Even more shocking is Amin’s contrast between a supposedly racist America and the more enlightened Europe:

The other formative elements of American political culture – slavery and its racist legacy, the Indian genocide and the contempt for other peoples that it expressed – are equally specific and have no parallel in Europe. Whether based on slavery or not, Europe‘s colonies (though often associated with massacres) remained outside its own continent.

I am not sure that all the Congolese men and women who had hands hacked off as punishment for not working hard to tap rubber enough would have appreciated this distinction. Furthermore, it is somewhat of a moot point since the entire continent was Caucasian to begin with. If we extend the concept of racism, however, to include the persecution of religious and ethnic groups that are considered less than human, the Europeans have even less to be proud of. Many scholars view the Elizabethan conquest of Ireland and the reign of terror and plunder that succeeded it to be a model for the conquest of the American Indian. Furthermore, when every last Jew was expelled from Great Britain and Spain in the early capitalist epoch, one can hardly fault a Jew for questioning the merits of the European “political culture.”

For those who will probably not find themselves motivated to read “Beyond U.S. Hegemony,” I can recommend a briefer exposition of his ideas in an article titled ” Beyond Liberal Globalization: A Better or Worse World?” that appeared originally in Monthly Review.

In the conclusion, Amin tries to make clear that his anti-imperialism is different from that of the old left:

In its time, the third Leninist then Maoist International formed global alliances which–in theory and to some extent in practice–responded to an analogous challenge formulated within the conditions and limitations of the time. It is not a question of producing a remake of this chapter of history, which is definitively closed. The new structure of the anti-imperialist struggles in the North and South have still to be invented almost from A to Z.

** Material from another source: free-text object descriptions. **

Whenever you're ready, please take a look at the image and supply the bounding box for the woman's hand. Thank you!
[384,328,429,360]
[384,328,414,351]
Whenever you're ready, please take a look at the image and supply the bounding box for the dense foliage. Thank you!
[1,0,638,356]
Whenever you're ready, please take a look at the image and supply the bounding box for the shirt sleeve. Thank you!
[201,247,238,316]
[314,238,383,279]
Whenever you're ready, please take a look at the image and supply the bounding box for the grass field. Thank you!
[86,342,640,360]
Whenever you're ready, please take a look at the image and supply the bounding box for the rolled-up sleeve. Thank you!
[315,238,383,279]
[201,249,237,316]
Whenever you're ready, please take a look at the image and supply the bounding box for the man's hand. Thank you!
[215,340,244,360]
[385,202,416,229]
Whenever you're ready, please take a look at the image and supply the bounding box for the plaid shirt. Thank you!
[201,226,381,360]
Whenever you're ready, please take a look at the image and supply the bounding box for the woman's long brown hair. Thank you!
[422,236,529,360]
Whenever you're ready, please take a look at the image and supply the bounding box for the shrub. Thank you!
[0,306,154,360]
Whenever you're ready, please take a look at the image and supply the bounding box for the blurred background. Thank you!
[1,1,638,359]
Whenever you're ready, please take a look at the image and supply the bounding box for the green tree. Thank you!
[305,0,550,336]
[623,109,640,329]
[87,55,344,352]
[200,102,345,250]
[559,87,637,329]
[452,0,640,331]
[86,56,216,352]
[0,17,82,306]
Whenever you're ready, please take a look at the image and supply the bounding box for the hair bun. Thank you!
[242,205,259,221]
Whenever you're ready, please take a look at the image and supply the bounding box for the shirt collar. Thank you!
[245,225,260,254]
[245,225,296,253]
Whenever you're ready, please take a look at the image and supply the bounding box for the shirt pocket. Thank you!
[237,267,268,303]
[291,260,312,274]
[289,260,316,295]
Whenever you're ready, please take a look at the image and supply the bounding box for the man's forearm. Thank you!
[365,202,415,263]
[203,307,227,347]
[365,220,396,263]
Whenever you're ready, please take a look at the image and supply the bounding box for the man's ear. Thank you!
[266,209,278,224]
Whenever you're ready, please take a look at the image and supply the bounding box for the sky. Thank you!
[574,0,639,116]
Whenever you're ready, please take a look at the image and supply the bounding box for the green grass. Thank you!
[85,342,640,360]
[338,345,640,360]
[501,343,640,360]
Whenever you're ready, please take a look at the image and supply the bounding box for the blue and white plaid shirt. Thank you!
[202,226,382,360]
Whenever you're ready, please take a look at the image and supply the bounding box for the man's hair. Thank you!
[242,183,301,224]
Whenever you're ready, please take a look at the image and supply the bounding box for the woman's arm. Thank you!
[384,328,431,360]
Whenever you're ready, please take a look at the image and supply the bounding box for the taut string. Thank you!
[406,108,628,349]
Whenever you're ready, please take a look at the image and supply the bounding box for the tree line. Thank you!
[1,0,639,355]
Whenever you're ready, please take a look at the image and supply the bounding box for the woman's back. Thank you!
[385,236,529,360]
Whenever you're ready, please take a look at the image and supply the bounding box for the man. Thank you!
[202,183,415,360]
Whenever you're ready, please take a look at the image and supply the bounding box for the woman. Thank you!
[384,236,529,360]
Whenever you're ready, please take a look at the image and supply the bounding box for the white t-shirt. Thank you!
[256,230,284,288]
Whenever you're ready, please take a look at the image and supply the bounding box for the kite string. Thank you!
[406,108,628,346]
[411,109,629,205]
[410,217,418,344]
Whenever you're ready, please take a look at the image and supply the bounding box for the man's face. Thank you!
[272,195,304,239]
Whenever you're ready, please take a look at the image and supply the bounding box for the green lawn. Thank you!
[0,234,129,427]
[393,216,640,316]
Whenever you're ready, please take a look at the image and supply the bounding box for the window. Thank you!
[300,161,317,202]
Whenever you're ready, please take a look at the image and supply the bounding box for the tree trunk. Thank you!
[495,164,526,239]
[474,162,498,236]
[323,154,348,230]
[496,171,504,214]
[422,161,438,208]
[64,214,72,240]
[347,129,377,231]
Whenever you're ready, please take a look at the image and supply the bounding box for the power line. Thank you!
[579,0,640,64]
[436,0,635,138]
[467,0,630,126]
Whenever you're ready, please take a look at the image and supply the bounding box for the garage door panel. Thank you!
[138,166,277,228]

As I stated in my last article in this series, it is a mistake to try to dismiss the lessons of the socialist movement, which were gained through blood and sweat. To speak in terms of a chapter of history being closed might make sense if you are speaking of the USSR or Mao’s China. Since Samir Amin was at one time a Maoist himself, one wonders if this attempt to close the chapter might reflect his own anxiousness to put his own past behind him. For the rest of us, the Soviet Union was much more about its promise rather than its achievements, impressive as they were. Looking back at that experience and trying to extract some meaningful lesson from it is not an exercise in “ostalgie” but rather a determination not to excise a memory that can serve to guide future action, especially in a time of deepening capitalist criss.


  1. I just read Amin’s piece in MR a few days ago and I thought he was actually much toughter and more pessimistic on Europe than your quotations would indicate. Nor do I think his use of the term “political culture” is meant to belittle the role played by class struggle and working class parties in the shaping of the European welfare state. His somewhat dismissive view of the prospects for progressive change in the States struck me as the standard American exceptionalism, but I do think that “race” has played a significant role in diminishing class consciousness in America, limiting the formation and growth of mass working class parties, and inhibiting the degree of welfare statism seen in Europe. Finally, his notion of counter-hegemonic blocs and his willingness to “unite all who can be united” against U.S. hegemony, while not without merit, seems oversimplified and not so very far removed from his Maoist/Bandung past. Nevertheless, I found the essay, even where I disagreed with it, to be sober and not as inclined to jettison the lessons of history as you suggest.

    Comment by burghardt — December 30, 2006 @ 12:01 am

  2. “Ruling class” is a populist term, not a Marxist one.